The biggest group has 37 venus, and it shows the wide spread of the restaurants. This makes good sense as Houston is a city with name for its diversity and good food. Due to weather conditions, Houston is not a place with a lot of travel sites. The second largest one has 24, and it shows the shopping is a popular activity. The third one has 11, which indicates the activities around the Banking. Considering it as the oil Capital city, one can imagine how busy the banks are. The fourth group shows the coffee and fast food. The fifth one which has a number as 6, shows the real life of Houstonians, they go to supermarkets, home furniture stores, etc. The smallest one, which only has a number 2, reflects the only popular visiting area of Houston, the Memorial park area. It has a big zoo, a good outdoor park, and museums nearby. This is the place people looking for relaxation with family.

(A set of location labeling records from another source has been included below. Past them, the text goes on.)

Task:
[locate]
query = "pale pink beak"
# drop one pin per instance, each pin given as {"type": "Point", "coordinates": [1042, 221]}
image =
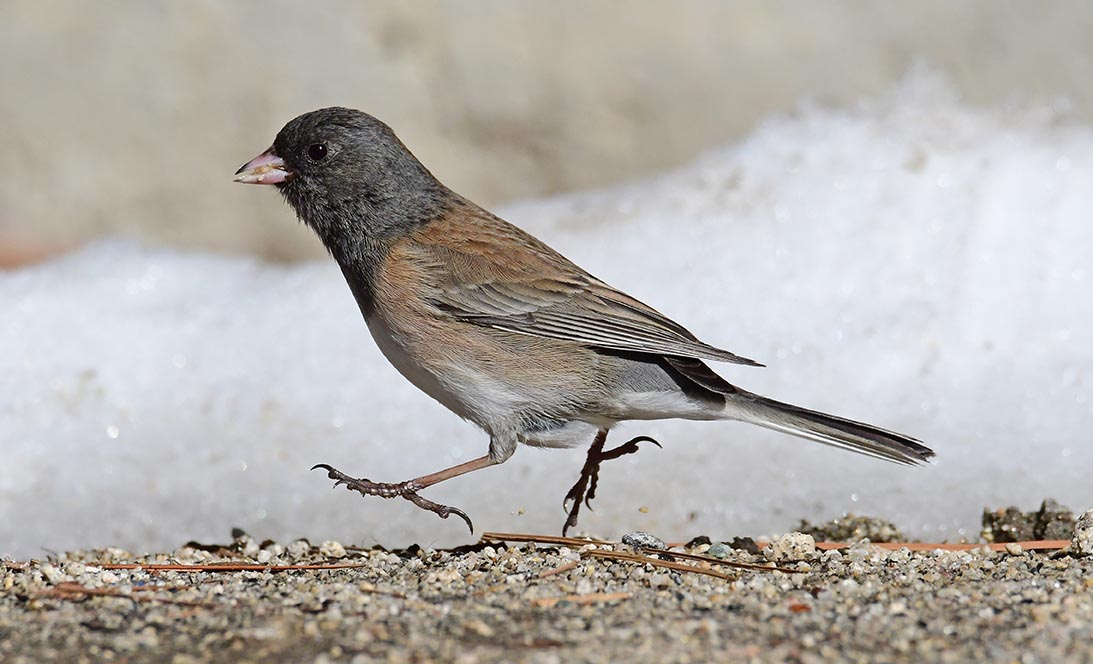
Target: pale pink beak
{"type": "Point", "coordinates": [267, 168]}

The clustering definitely can help people coming to Houston to have some ideas first. They probably won't bring kids to here for a long vacation as there is no Disney or Lego Land. For people who likes various food, they probably will have a good impression of the city. If that's a business trip, then it's perfect probably. For anyone who likes to shopping, Houston is also a good choice, it has everything from regular to luxury. Overall, people will find the part they like Houston, and the part Houston is missing.



## **6. Conclusion**

The project gives good results with useful information. As we know, everyday many people come to Houston over the world. Houston is so big and diversified. The visitors would want to know more about the city before they arrive. This result is very useful for them to get familiar with the city and plan for their trip. The local people can get benefits as well.

Looking forward, this project have space to be further improved. One example is that it may combine with zip code along with the population information. As the project is based on the neighborhoods, and the neighborhoods varies in the size, population, etc. One example is that if we weighs the population factor, that probably will improve the analysis accuracy.